The New Small Group: 50 – 100 employees (Part 1)
The definition of a ‘small group’ changed in 2015, from 1-50 employees to 1-100 employees. Prior to this time, businesses with 50-100 employees fell into the ‘large group’ category. Most people do not realize that the medical benefits available – as well as the cost of those benefits – are very different between the two classifications of employee groups. This series of three articles will address these differences in the hopes of helping the New Small Groups understand their new rules and obligations according to the Affordable Care Act.
1. Rating –
a. Large groups are rated on a tiered system which makes adding spouses and dependents relatively affordable to add to an employee’s plan. However, members of a small group plan, including spouses and dependents, are rated on an individual basis according to their age, making the total premiums for a family more expensive.
b. Small groups are rated by community rating. Community rating is determined by the cost of medical care within a region as well as the age of the insured. California is divided into 19 rating regions. Members are then rated based on the age band in which they fall. There is one age band for ages 0-20. For ages 21-64, there is one age band per year. Rates are increased each year that you get older.

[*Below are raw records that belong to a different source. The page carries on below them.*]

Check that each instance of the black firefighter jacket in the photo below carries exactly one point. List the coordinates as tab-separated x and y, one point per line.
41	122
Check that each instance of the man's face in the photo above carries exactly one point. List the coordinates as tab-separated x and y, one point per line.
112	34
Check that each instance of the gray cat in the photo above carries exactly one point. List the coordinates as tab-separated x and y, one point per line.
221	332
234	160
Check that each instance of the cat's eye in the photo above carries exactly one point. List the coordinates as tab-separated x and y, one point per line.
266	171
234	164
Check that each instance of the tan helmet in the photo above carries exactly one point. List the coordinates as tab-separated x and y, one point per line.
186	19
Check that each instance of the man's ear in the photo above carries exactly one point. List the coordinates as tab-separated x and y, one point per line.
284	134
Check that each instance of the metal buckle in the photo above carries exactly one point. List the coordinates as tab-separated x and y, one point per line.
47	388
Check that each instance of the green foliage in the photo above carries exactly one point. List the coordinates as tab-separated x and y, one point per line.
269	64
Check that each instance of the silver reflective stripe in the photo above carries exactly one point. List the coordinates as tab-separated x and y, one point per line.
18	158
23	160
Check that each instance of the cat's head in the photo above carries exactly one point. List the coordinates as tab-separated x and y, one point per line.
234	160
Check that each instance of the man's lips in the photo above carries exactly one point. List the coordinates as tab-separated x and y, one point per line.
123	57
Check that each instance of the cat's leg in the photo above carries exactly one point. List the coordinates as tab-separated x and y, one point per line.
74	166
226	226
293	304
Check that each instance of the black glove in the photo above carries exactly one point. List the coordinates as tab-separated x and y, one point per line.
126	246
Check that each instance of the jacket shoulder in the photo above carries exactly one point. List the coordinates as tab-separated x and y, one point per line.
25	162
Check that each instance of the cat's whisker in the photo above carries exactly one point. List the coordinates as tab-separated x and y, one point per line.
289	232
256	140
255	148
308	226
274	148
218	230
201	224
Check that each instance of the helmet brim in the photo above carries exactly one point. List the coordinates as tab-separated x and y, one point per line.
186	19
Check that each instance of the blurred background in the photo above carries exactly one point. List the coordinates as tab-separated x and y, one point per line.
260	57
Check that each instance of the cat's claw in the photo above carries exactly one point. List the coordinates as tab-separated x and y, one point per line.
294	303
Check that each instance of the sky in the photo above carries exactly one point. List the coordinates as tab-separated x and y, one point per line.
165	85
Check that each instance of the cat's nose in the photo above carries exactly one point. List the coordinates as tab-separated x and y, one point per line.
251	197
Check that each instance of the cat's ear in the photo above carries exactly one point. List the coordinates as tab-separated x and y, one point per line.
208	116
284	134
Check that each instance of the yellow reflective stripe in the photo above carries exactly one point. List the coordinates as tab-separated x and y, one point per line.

With the small group rating, the difference between the rates for the youngest and the oldest insured cannot be greater than a 3:1 ratio.
c. Insurance carriers will consider the negotiation of rates when it comes to insuring a large group. This is not an option with small group plans.
d. Large group rates are also dependent on the claim history of the group. This determines their Rate Adjustment Factor (RAF). Claim history is not a factor with the small group, so they do not have a RAF.
2. Guaranteed Issue –
a. Small group insurance is guaranteed issue, which means that it does not matter if there have been medical issues in the history of the insured. They cannot be denied, nor can they be rated up based on their medical history. They are guaranteed to receive the insurance as long as the premium is paid each month. Large group insurance does take medical history into consideration, so someone can be denied coverage, or have their premium increased for being a higher risk.
3. 10 Essential Health Benefits –
a. Large group plans typically do not include the 10 Essential Health Benefits (EHB’s). This is because large groups are allowed to negotiate which benefits they will offer their employees. It is not unusual for the benefits that are offered to have either annual or lifetime benefit limits.
b. Small groups do not have the option to negotiate coverage. They have the choice of 4 Metallic Level Plans: Bronze, Silver, Gold, and Platinum. All four of these levels cover the 10 EHB’s which have no annual or lifetime limits.
4. Out of Pocket Maximums –
a. Both large and small group plans have a maximum limit that an insured may spend in one calendar year. That amount varies according to the plan. All in-network EHB’s must accumulate to the Out of Pocket Maximum.